L’opération illustre une recomposition plus large du capital des champions africains. Après une décennie où les multinationales occidentales rachetaient les marques du continent, plusieurs d’entre elles se replient et cèdent leurs positions à des acquéreurs asiatiques en quête de relais de croissance. Ce basculement redistribue les centres de décision : les stratégies, les bénéfices et les brevets se pilotent désormais depuis Tokyo autant que depuis Londres. Pour les filières locales, la question n’est pas seulement de savoir qui possède l’usine, mais où se logent la valeur ajoutée et le pouvoir d’orientation de long terme.

Là se noue la tension de fond. Un pays peut se réjouir d’attirer des milliards sans mesurer aussitôt ce qu’il concède en autonomie stratégique. Le contrôle d’un actif aussi structurant que la première brasserie régionale confère à son propriétaire un poids sur l’emploi, la fiscalité et l’agriculture contractuelle qui l’approvisionne. Pour Nairobi, la voie est étroite : refuser les capitaux, c’est se priver d’investissement ; les accueillir sans condition, c’est renoncer à peser sur des décisions prises ailleurs. L’équilibre trouvé aujourd’hui préfigure la doctrine d’un continent courtisé de toutes parts.
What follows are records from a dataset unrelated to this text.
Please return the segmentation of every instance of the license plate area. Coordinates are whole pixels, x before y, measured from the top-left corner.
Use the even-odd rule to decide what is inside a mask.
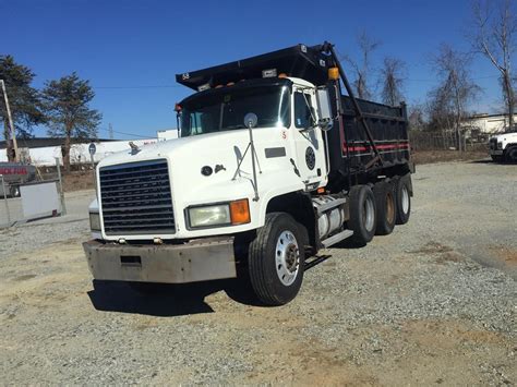
[[[123,267],[142,268],[142,258],[140,257],[140,255],[121,255],[120,265]]]

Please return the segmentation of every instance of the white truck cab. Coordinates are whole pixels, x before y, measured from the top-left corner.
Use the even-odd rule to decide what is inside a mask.
[[[497,162],[517,162],[517,132],[490,137],[489,155]]]

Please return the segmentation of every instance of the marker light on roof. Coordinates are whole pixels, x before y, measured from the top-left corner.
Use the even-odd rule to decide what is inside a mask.
[[[197,92],[204,92],[204,90],[207,90],[208,88],[211,88],[211,84],[205,83],[203,85],[197,86]]]
[[[262,70],[262,77],[274,77],[276,76],[276,69]]]

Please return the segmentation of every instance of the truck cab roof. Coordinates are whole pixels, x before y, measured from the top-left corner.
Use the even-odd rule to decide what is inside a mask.
[[[242,80],[262,78],[264,71],[298,77],[315,85],[325,84],[330,57],[322,46],[297,45],[256,57],[237,60],[207,69],[176,75],[176,81],[194,90],[238,83]],[[275,75],[273,75],[275,76]]]

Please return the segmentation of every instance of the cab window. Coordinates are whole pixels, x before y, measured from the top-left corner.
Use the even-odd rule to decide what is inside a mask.
[[[294,93],[294,126],[296,128],[310,128],[312,126],[311,117],[311,96],[303,93]]]

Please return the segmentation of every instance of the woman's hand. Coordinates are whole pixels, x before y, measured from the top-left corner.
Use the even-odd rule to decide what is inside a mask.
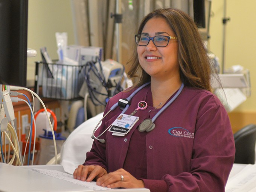
[[[108,188],[143,188],[145,186],[142,180],[137,179],[123,169],[99,177],[97,180],[97,184]]]
[[[107,174],[107,171],[99,165],[80,165],[75,170],[74,178],[82,181],[90,182]]]

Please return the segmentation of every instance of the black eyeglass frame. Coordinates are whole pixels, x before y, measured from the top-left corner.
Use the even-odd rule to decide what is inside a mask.
[[[136,40],[136,38],[138,36],[141,36],[141,35],[144,35],[145,36],[146,36],[148,37],[148,39],[149,39],[148,41],[148,43],[147,43],[145,45],[139,45],[138,44],[138,43],[137,42],[137,41]],[[159,45],[155,45],[155,42],[154,41],[154,38],[155,38],[155,37],[159,37],[159,36],[165,37],[167,38],[168,39],[168,42],[167,42],[167,44],[166,44],[166,45],[165,45],[165,46],[159,46]],[[136,44],[137,45],[143,46],[147,46],[148,45],[148,44],[149,43],[149,41],[150,41],[150,40],[152,40],[152,42],[153,42],[153,43],[155,45],[155,47],[167,47],[168,45],[168,44],[169,44],[169,41],[170,41],[170,39],[178,39],[178,38],[177,37],[173,37],[172,36],[166,36],[166,35],[157,35],[157,36],[154,36],[154,37],[151,37],[149,36],[148,35],[144,35],[144,34],[136,34],[134,36],[134,38],[135,39],[135,43],[136,43]]]

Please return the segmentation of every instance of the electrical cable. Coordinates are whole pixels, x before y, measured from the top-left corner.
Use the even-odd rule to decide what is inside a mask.
[[[26,103],[27,106],[29,106],[29,109],[30,110],[30,112],[31,113],[31,118],[33,120],[33,122],[34,122],[34,125],[35,125],[35,129],[34,129],[34,144],[33,144],[33,153],[32,154],[32,161],[31,162],[31,165],[33,165],[34,162],[34,157],[35,156],[35,140],[36,140],[36,131],[37,131],[37,129],[36,128],[36,125],[35,125],[35,117],[34,116],[34,115],[33,114],[33,111],[32,110],[32,108],[31,108],[31,104],[27,102],[26,101],[22,99],[18,99],[18,101],[23,101]],[[26,145],[25,148],[25,152],[24,152],[24,156],[25,156],[25,153],[26,153],[26,147],[27,147],[27,142],[28,142],[28,139],[29,138],[29,153],[28,153],[28,158],[27,158],[27,165],[29,165],[29,161],[30,160],[30,151],[31,150],[31,144],[32,142],[32,121],[31,121],[31,122],[30,123],[30,128],[29,129],[29,136],[27,138],[27,142],[26,143]],[[23,160],[24,160],[23,158]]]
[[[0,135],[0,145],[1,146],[1,154],[2,156],[2,159],[3,159],[3,162],[4,163],[5,162],[5,157],[3,156],[3,143],[2,142],[2,133],[1,132],[1,125],[0,125],[0,133],[1,135]]]
[[[99,64],[99,68],[96,66],[96,63],[94,63],[92,61],[88,61],[85,63],[84,67],[85,80],[87,85],[88,93],[93,103],[96,106],[105,106],[110,98],[118,93],[118,91],[119,92],[123,91],[121,86],[121,82],[125,73],[125,68],[123,65],[122,75],[118,83],[116,82],[114,80],[116,83],[116,85],[113,86],[112,85],[112,82],[110,79],[108,79],[107,82],[107,81],[102,65],[99,57],[96,58],[96,61],[97,60]],[[101,86],[104,89],[103,90],[99,90],[97,88],[94,87],[94,85],[93,83],[95,82],[92,81],[92,79],[94,79],[91,78],[91,74],[92,74],[95,76],[94,77],[96,77],[97,78],[101,84],[97,85],[99,86]],[[113,87],[115,87],[115,89],[113,91],[111,92],[111,88]],[[107,93],[103,92],[105,92],[105,90]],[[104,101],[99,99],[99,95],[106,96],[106,99]]]
[[[48,120],[48,122],[49,122],[49,124],[50,125],[51,130],[52,131],[52,133],[53,144],[54,145],[54,150],[55,151],[55,163],[56,164],[58,164],[58,155],[57,155],[58,154],[57,153],[57,146],[56,145],[56,141],[55,138],[55,135],[54,134],[54,131],[53,130],[53,129],[52,127],[52,124],[51,123],[50,120],[50,118],[49,117],[49,114],[47,112],[47,110],[46,109],[46,108],[45,106],[45,105],[44,105],[44,104],[43,102],[43,101],[42,101],[42,100],[40,98],[40,97],[39,97],[35,92],[29,89],[27,89],[27,88],[22,87],[18,87],[16,86],[10,86],[10,88],[11,90],[25,90],[30,92],[32,94],[33,94],[36,97],[37,97],[37,98],[39,100],[41,104],[43,106],[43,107],[45,111],[46,112],[46,117]]]

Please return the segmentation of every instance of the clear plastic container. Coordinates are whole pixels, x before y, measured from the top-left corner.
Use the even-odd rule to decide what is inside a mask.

L’opération s’inscrit dans une stratégie assumée. Le brasseur japonais, confronté au vieillissement et à la stagnation de son marché domestique, cherche des relais de croissance sur des continents plus jeunes, et l’Afrique de l’Est, avec sa démographie et l’essor de sa classe moyenne urbaine, coche toutes les cases. Diageo, à l’inverse, recentre son portefeuille sur ses marques mondiales les plus rentables et se déleste d’actifs régionaux jugés périphériques. Ce mouvement croisé, entre un vendeur qui se replie et un acheteur qui se projette, résume la nouvelle géographie du capital : les marques restent africaines, mais les décisions qui les gouvernent s’éloignent, et avec elles une part du pouvoir de négociation des filières locales.
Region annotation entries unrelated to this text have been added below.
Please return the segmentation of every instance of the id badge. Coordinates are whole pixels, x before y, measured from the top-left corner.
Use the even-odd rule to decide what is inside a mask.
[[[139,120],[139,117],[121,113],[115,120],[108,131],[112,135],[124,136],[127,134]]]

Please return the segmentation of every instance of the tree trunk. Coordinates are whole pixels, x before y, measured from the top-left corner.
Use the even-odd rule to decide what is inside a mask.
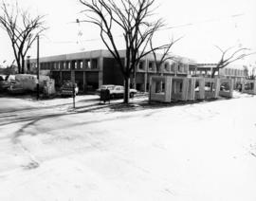
[[[24,59],[24,57],[22,57],[21,60],[22,60],[22,65],[21,65],[22,74],[24,74],[24,67],[25,67],[25,59]]]
[[[211,72],[211,78],[214,78],[215,77],[215,72],[216,72],[216,69],[214,68],[214,69],[212,69],[212,72]]]
[[[124,103],[129,103],[129,93],[130,92],[130,78],[129,77],[124,77],[124,95],[123,95],[123,102]]]
[[[21,64],[18,60],[16,60],[16,62],[17,62],[18,73],[20,74],[21,73]]]

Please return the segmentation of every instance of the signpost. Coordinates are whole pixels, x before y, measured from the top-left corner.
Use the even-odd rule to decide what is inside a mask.
[[[72,65],[71,65],[72,66]],[[76,90],[75,90],[75,71],[71,67],[71,82],[72,82],[72,96],[73,96],[73,108],[76,108]]]

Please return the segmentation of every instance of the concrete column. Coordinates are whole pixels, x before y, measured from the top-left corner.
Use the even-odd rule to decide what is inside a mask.
[[[103,57],[98,59],[99,88],[103,84]]]
[[[61,83],[63,82],[63,71],[62,70],[60,71],[60,82]]]
[[[87,85],[87,83],[86,83],[86,72],[83,71],[82,72],[82,87],[83,87],[83,92],[86,91],[86,85]]]
[[[199,99],[205,99],[205,79],[201,78],[199,81]]]

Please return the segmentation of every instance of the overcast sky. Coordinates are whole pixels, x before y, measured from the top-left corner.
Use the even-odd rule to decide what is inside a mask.
[[[90,24],[74,23],[77,18],[82,19],[79,12],[83,9],[78,0],[18,2],[20,7],[29,9],[32,13],[46,14],[49,28],[41,39],[41,56],[105,49],[97,27]],[[256,51],[255,0],[155,0],[157,4],[160,7],[156,9],[156,16],[164,18],[168,27],[176,27],[160,31],[155,44],[166,43],[172,36],[184,36],[173,48],[174,54],[201,63],[215,63],[219,59],[219,51],[214,46],[223,48],[240,46]],[[117,40],[121,38],[117,35]],[[9,38],[2,29],[0,44],[0,63],[4,60],[9,63],[13,60],[13,53]],[[28,54],[35,57],[35,49],[36,43]],[[242,62],[255,64],[255,57],[250,56]]]

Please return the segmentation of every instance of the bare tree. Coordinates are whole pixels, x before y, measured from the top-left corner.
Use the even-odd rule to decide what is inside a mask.
[[[245,72],[247,79],[248,79],[248,80],[255,80],[256,79],[256,75],[255,75],[256,66],[249,64],[249,67],[247,65],[244,65],[243,67],[244,67],[244,72]]]
[[[31,17],[27,10],[19,8],[17,2],[15,5],[3,2],[0,11],[0,25],[10,39],[18,72],[24,73],[26,55],[36,37],[46,29],[44,16]]]
[[[182,37],[181,37],[182,38]],[[174,38],[171,40],[171,42],[165,46],[162,46],[161,49],[155,49],[153,46],[153,40],[150,40],[150,47],[152,49],[152,53],[154,55],[155,64],[157,69],[157,72],[160,70],[161,65],[168,60],[176,61],[175,57],[171,54],[170,50],[173,47],[173,46],[178,42],[181,38],[178,38],[176,40],[174,40]],[[156,56],[156,50],[161,50],[160,57],[157,59]]]
[[[152,35],[164,25],[161,19],[153,21],[155,0],[80,0],[85,6],[86,19],[100,27],[101,38],[119,64],[124,79],[124,102],[129,102],[130,76],[139,60],[153,50],[148,48]],[[125,62],[119,52],[115,31],[120,29],[125,44]]]
[[[244,48],[244,47],[235,49],[233,51],[231,51],[231,49],[234,48],[233,46],[229,47],[225,50],[223,50],[222,48],[220,48],[217,46],[216,46],[216,47],[221,51],[221,59],[218,62],[216,67],[214,67],[212,69],[211,78],[214,78],[215,72],[219,72],[219,69],[226,67],[227,65],[234,63],[235,61],[241,60],[245,57],[247,57],[247,56],[255,53],[255,52],[254,53],[245,53],[246,51],[248,51],[249,49]]]

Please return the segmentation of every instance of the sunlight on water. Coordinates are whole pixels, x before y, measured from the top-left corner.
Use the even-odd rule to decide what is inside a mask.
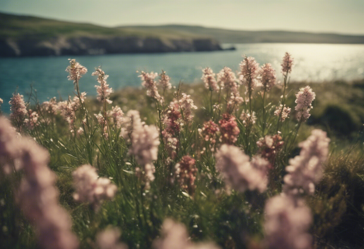
[[[225,44],[226,45],[227,44]],[[229,46],[229,45],[227,44]],[[108,83],[114,89],[127,86],[140,85],[137,70],[166,71],[175,84],[180,80],[186,83],[199,80],[201,70],[209,66],[217,72],[225,66],[239,69],[242,55],[256,58],[261,64],[270,63],[280,72],[281,60],[286,51],[294,58],[292,81],[320,82],[336,80],[350,80],[364,78],[364,45],[256,43],[235,45],[237,50],[213,52],[169,54],[107,55],[76,56],[88,69],[80,86],[87,95],[94,96],[96,83],[91,76],[94,68],[102,66],[110,75]],[[32,84],[43,101],[59,96],[72,95],[73,86],[67,80],[64,70],[69,56],[0,58],[0,98],[4,100],[3,109],[17,86],[25,94]],[[73,58],[73,56],[72,56]],[[281,77],[278,75],[278,79]]]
En définitive, le rachat d’East African Breweries n’est pas une simple transaction commerciale ; il est le symptôme d’un continent dont les actifs les plus rentables passent d’une tutelle étrangère à une autre, sans que la propriété n’y devienne africaine. La question qui se pose désormais, au-delà du seul cas kényan, est celle de savoir si les États du continent sauront transformer leur attractivité en levier de souveraineté économique, ou s’ils resteront les hôtes prospères de décisions arrêtées à l’étranger. La remontée récente des réserves de change kényanes, à un peu plus de quinze milliards de dollars, offre un répit ; elle ne répond pas à la question.